I have been tasked with putting a document vector model into production. I am an R user, and so my original model is in R. One of the avenues we have is to recreate the code and the models in Python.
I am confused by the Gensim implementation of Doc2vec.
The process that works in R goes like this:
Offline
Word vectors are trained using the functions in the
text2vec
package, namely GloVe or GlobalVectors, on a large corpus This gives me a large Word Vector text file.Before the ML step takes place, the
Doc2Vec
function from theTextTinyR
library is used to turn each piece of text from a smaller, more specific training corpus into a vector. This is not a machine learning step. No model is trained. The Doc2Vec function effectively aggregates the word vectors in the sentence, in the same sense that finding the sum or mean of vectors does, but in a way that preserves information about word order.Various models are then trained on these smaller text corpuses.
Online
- The new text is converted to Document Vectors using the pretrained word vectors.
- The Document Vectors are fed into the pretrained model to obtain the output classification.
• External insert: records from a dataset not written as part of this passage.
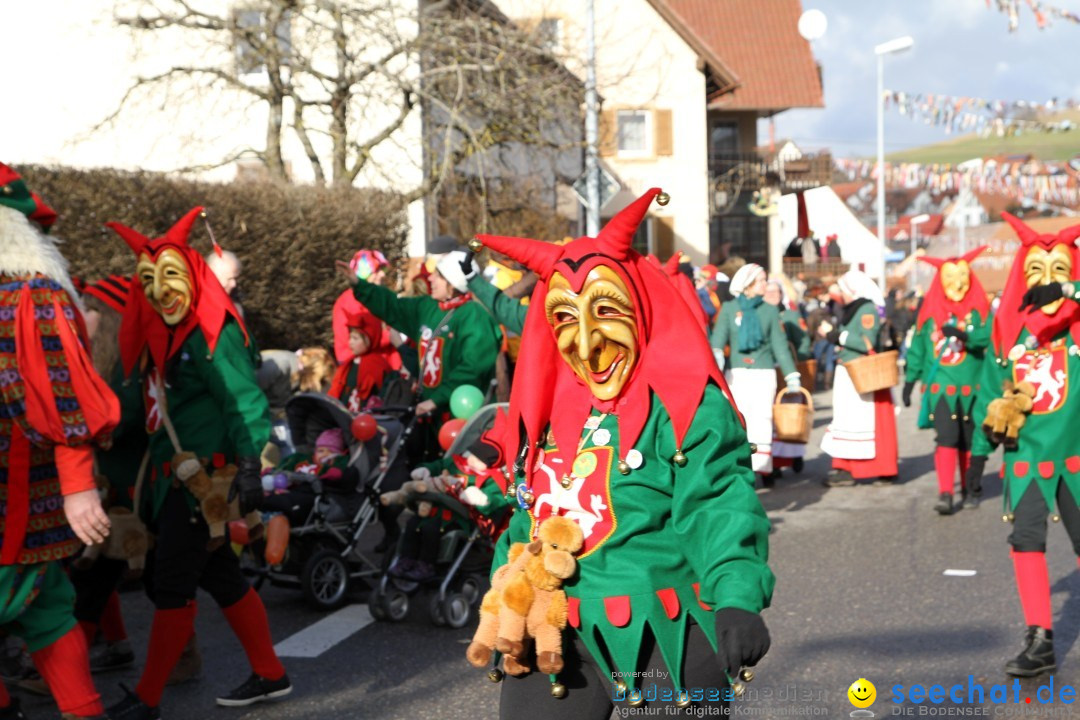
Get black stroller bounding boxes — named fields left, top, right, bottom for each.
left=369, top=402, right=509, bottom=628
left=244, top=392, right=415, bottom=610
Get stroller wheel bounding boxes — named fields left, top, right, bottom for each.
left=442, top=592, right=471, bottom=629
left=368, top=586, right=387, bottom=621
left=459, top=574, right=484, bottom=606
left=428, top=593, right=447, bottom=626
left=301, top=550, right=351, bottom=611
left=381, top=589, right=410, bottom=622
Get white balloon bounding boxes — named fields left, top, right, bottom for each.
left=798, top=9, right=828, bottom=41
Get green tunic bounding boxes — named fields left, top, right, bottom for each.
left=352, top=281, right=501, bottom=413
left=835, top=300, right=881, bottom=364
left=904, top=312, right=990, bottom=430
left=710, top=301, right=797, bottom=376
left=494, top=383, right=774, bottom=688
left=139, top=320, right=271, bottom=522
left=972, top=328, right=1080, bottom=512
left=467, top=276, right=528, bottom=336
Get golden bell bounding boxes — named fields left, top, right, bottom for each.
left=468, top=238, right=484, bottom=252
left=672, top=450, right=687, bottom=467
left=487, top=668, right=505, bottom=683
left=613, top=680, right=627, bottom=695
left=617, top=461, right=631, bottom=475
left=732, top=681, right=746, bottom=697
left=560, top=475, right=574, bottom=489
left=1002, top=512, right=1015, bottom=523
left=674, top=694, right=693, bottom=708
left=739, top=669, right=755, bottom=683
left=550, top=682, right=567, bottom=699
left=656, top=191, right=671, bottom=206
left=627, top=690, right=646, bottom=707
left=1, top=186, right=12, bottom=195
left=521, top=490, right=535, bottom=506
left=749, top=443, right=758, bottom=454
left=1052, top=514, right=1061, bottom=523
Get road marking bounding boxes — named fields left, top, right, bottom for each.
left=943, top=569, right=976, bottom=577
left=274, top=604, right=374, bottom=658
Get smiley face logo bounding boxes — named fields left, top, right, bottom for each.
left=848, top=678, right=876, bottom=709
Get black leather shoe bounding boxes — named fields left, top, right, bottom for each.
left=823, top=470, right=856, bottom=487
left=962, top=492, right=981, bottom=510
left=216, top=673, right=293, bottom=707
left=1005, top=626, right=1055, bottom=677
left=107, top=685, right=161, bottom=720
left=934, top=493, right=955, bottom=515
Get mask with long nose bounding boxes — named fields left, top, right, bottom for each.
left=545, top=266, right=639, bottom=401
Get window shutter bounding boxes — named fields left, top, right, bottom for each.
left=654, top=109, right=673, bottom=156
left=599, top=110, right=617, bottom=156
left=655, top=216, right=675, bottom=260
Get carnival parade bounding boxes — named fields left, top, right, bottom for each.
left=4, top=0, right=1080, bottom=718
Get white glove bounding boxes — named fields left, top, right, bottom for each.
left=461, top=486, right=489, bottom=507
left=784, top=372, right=802, bottom=392
left=410, top=466, right=432, bottom=483
left=713, top=348, right=726, bottom=371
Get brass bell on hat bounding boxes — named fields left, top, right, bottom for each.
left=672, top=449, right=687, bottom=467
left=550, top=682, right=567, bottom=699
left=468, top=238, right=484, bottom=252
left=1002, top=512, right=1015, bottom=523
left=674, top=694, right=692, bottom=708
left=488, top=668, right=505, bottom=683
left=627, top=690, right=646, bottom=708
left=617, top=460, right=631, bottom=475
left=739, top=669, right=755, bottom=683
left=613, top=680, right=627, bottom=695
left=1052, top=514, right=1061, bottom=523
left=732, top=681, right=746, bottom=697
left=657, top=191, right=671, bottom=206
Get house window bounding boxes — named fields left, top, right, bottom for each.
left=536, top=18, right=562, bottom=51
left=234, top=8, right=292, bottom=76
left=631, top=217, right=653, bottom=255
left=617, top=110, right=652, bottom=156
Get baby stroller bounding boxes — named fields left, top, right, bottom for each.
left=245, top=392, right=415, bottom=610
left=369, top=402, right=509, bottom=628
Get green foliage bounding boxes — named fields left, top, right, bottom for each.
left=20, top=165, right=407, bottom=350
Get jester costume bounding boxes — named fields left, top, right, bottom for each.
left=328, top=309, right=391, bottom=414
left=104, top=208, right=290, bottom=720
left=472, top=189, right=773, bottom=717
left=903, top=248, right=991, bottom=515
left=969, top=213, right=1080, bottom=677
left=0, top=164, right=117, bottom=718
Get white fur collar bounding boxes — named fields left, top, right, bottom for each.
left=0, top=206, right=81, bottom=303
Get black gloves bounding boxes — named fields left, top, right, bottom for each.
left=825, top=330, right=841, bottom=345
left=230, top=456, right=264, bottom=515
left=941, top=325, right=968, bottom=343
left=714, top=608, right=770, bottom=677
left=902, top=381, right=915, bottom=407
left=1020, top=283, right=1063, bottom=313
left=966, top=455, right=987, bottom=495
left=460, top=250, right=478, bottom=282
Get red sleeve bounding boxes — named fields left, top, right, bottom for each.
left=332, top=291, right=355, bottom=364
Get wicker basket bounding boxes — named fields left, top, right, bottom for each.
left=773, top=387, right=813, bottom=444
left=775, top=359, right=818, bottom=394
left=845, top=350, right=899, bottom=394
The example code I have found for Gensim appears to be a radical departure from this.
It appears in gensim
that Doc vectors are a separate class of model from word vectors that you can train. It seems in some cases, the word vectors and doc vectors are all trained at once. Here are some examples from tutorials and stackoverflow answers:
https://medium.com/@mishra.thedeepak/doc2vec-simple-implementation-example-df2afbbfbad5
How to use Gensim doc2vec with pre-trained word vectors?
How to load pre-trained model with in gensim and train doc2vec with it?
gensim(1.0.1) Doc2Vec with google pretrained vectors
So my questions are these:
Is the gensim implementation of Doc2Vec fundamentally different from the TextTinyR implementation?
Or is the gensim doc2vec model basically just encapsulating the word2vec model and the doc2vec process into a single object?
Is there anything else I'm missing about the process?